Poetic Abstraction 1, 4 Walls Gallery

Venue:4 Walls Gallery, Amman
Date:2002
The Poetic Vision

Rafa Nasiri’s vision is the poetic vision. His works testify for the speed with which thinking occurs, an immediacy that the art of painting can catch and convey.

Our spirit translates its illuminations, explosions through the hands of the painter who uses colours, lines, shapes to unveil the adequate traces of his mind. But this mind is not a void. It is not an entity independent of the world but it rather needs the world in order to be. The medium, the matrix, the catalyst, the mediator between the world and the spirit is, for Rafa, the canvas while it is being painted. The paintings do not describe, they are an inner vision made visible.

What we mean by ‘the world’ is, for Rafa, the cosmos itself. Like a boat which has broken loose for its anchor, Rafa has obliterated all references to the objects we know. From his former studies in China he retained the spirit of Buddhism; everything is spiritual. Abstract art is natural to him. He knows that the cosmos is full with the invisible, and that what we see, the visible, is always and only a sign toward the purity of the vision.

There’s also fire in his work; he tells us about a fire that clears and frees the mind. His latest works are pure energy, a dark energy which is perfectly made present, so perfectly expressed that it becomes beautiful. Beauty, always achieved by his works, is the result of years of meditation on art and years of  technical pursuit of perfection. Like a Japanese Zen master he reaches a great economy of expression. Like with great poetry where less is more, his works do not explain; they show. They are.

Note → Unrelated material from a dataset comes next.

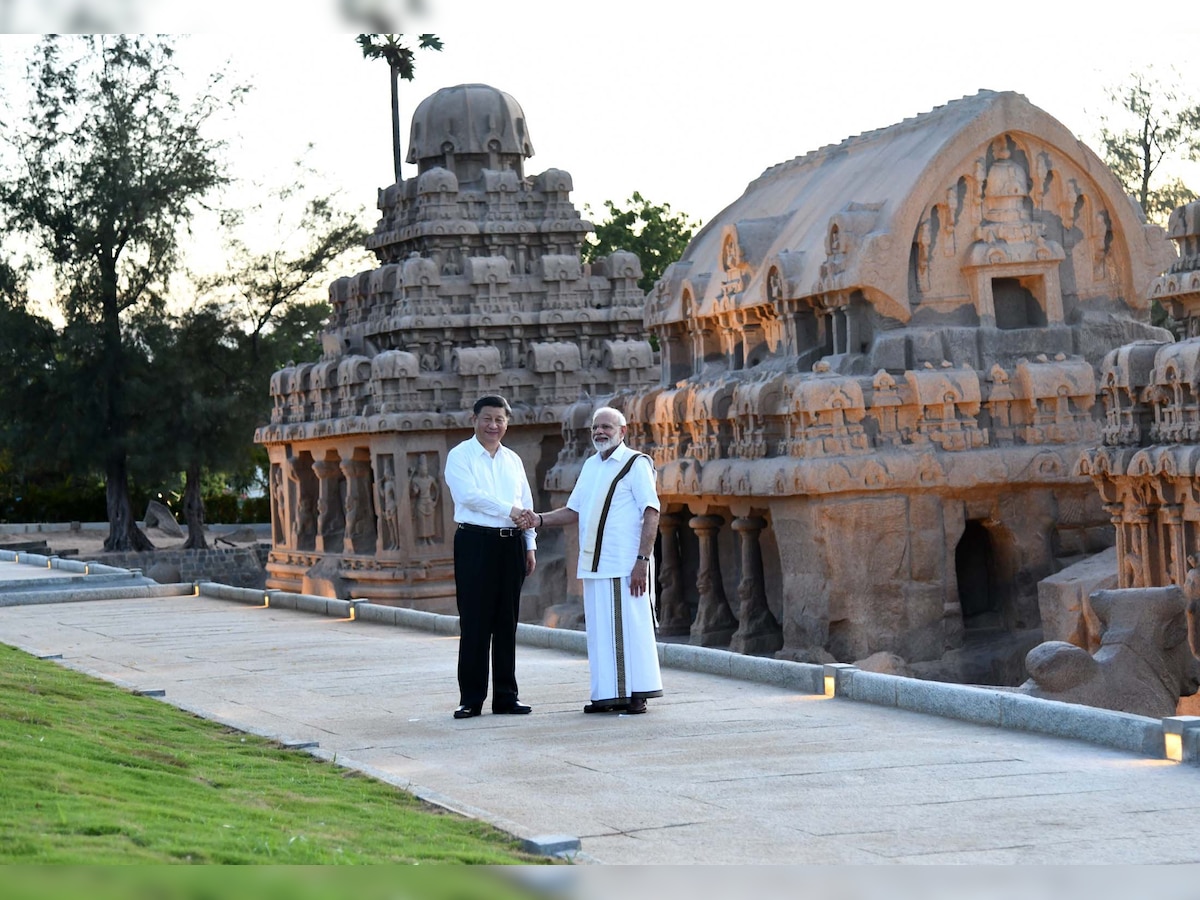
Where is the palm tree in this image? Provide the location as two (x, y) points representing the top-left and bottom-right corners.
(356, 35), (442, 181)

And what are they? They are the surface of the tragedies we experience. There is earth, and there’s exile, and there’s pain, and there’s compassion, and there’s the war in Iraq, and there’s history behind it all, all of that compressed, fused together, totally present in the large strokes of paint on his papers and canvases … As Bedus can read in a few traces on the sand the gender of a camel, the direction of the caravan, the rains to come or the drought that’s going to bring death, the viewers of Rafa’s paintings can read the moment of history in which we are, the turmoil, the pain and the ecstasies of the soul of this Iraqi artist who is one of the greatest, the most meaningful among the artists living in the contemporary world.

    Etel Adnan
 September 2004

• Etel Adnan, poet and artist, wrote this article after seeing a collection of paintings executed by the artist early 2004 during his three month stay in Paris.